Final answer:
Accounts Receivable - debit, Accounts Payable - credit, Dividends - debit, Wage Expense - debit, Inventory - debit, Interest Income - credit, Retained Earnings - credit
Step-by-step explanation:
a. Accounts Receivable - Normal balance is a debit. Accounts receivable represents amounts owed to a business by its customers, which is an asset. A debit entry increases accounts receivable.
b. Accounts Payable - Normal balance is a credit. Accounts payable represents amounts owed by a business to its suppliers or creditors, which is a liability. A credit entry increases accounts payable.
c. Dividends - Normal balance is a debit. Dividends are distributions of a company's profits to its shareholders, which is a reduction in retained earnings. A debit entry decreases retained earnings.

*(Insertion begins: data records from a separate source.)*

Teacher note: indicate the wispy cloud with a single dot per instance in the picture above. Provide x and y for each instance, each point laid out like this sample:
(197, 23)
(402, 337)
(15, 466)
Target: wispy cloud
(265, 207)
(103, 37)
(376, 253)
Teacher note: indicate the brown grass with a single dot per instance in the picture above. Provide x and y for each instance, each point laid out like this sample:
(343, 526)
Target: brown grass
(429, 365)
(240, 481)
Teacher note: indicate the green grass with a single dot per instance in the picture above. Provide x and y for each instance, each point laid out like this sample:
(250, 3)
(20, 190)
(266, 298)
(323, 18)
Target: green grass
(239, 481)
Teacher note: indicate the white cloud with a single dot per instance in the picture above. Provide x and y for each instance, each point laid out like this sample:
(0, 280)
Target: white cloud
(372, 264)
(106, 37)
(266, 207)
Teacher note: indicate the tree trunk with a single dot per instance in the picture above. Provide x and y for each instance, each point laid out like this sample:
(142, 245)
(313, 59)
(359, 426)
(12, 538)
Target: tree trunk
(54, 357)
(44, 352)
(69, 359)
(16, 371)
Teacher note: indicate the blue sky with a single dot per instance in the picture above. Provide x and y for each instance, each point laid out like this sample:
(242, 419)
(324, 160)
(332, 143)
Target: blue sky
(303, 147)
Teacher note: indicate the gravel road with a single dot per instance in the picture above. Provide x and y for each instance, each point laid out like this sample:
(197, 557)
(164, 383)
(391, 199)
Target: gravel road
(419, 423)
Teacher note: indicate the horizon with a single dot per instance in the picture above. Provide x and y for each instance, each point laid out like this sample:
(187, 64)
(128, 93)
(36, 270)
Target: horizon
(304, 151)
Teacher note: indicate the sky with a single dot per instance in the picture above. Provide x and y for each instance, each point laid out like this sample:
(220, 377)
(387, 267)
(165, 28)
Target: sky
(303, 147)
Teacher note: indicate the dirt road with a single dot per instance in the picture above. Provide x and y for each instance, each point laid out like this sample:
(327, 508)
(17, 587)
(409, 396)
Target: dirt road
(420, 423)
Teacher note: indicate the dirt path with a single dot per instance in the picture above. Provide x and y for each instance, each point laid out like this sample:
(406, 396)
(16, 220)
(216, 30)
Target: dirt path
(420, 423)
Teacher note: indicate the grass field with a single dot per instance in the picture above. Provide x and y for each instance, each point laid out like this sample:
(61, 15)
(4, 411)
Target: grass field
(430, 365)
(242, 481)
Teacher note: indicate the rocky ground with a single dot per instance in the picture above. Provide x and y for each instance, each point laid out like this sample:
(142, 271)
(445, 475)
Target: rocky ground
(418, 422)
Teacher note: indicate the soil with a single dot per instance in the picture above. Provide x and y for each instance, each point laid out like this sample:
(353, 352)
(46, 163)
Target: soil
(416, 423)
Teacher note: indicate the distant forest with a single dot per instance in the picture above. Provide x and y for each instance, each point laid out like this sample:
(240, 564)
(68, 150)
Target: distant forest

d. Wage Expense - Normal balance is a debit. Wage expense represents the cost of wages paid to employees, which is an expense. A debit entry increases wage expense.
e. Inventory - Normal balance is a debit. Inventory represents goods that a company owns and intends to sell, which is an asset. A debit entry increases inventory.
f. Interest Income - Normal balance is a credit. Interest income represents the money earned from interest on loans or investments, which is revenue. A credit entry increases interest income.
g. Retained Earnings - Normal balance is a credit. Retained earnings represents the accumulated profits of a company that are reinvested in the business, which is part of shareholders' equity. A credit entry increases retained earnings.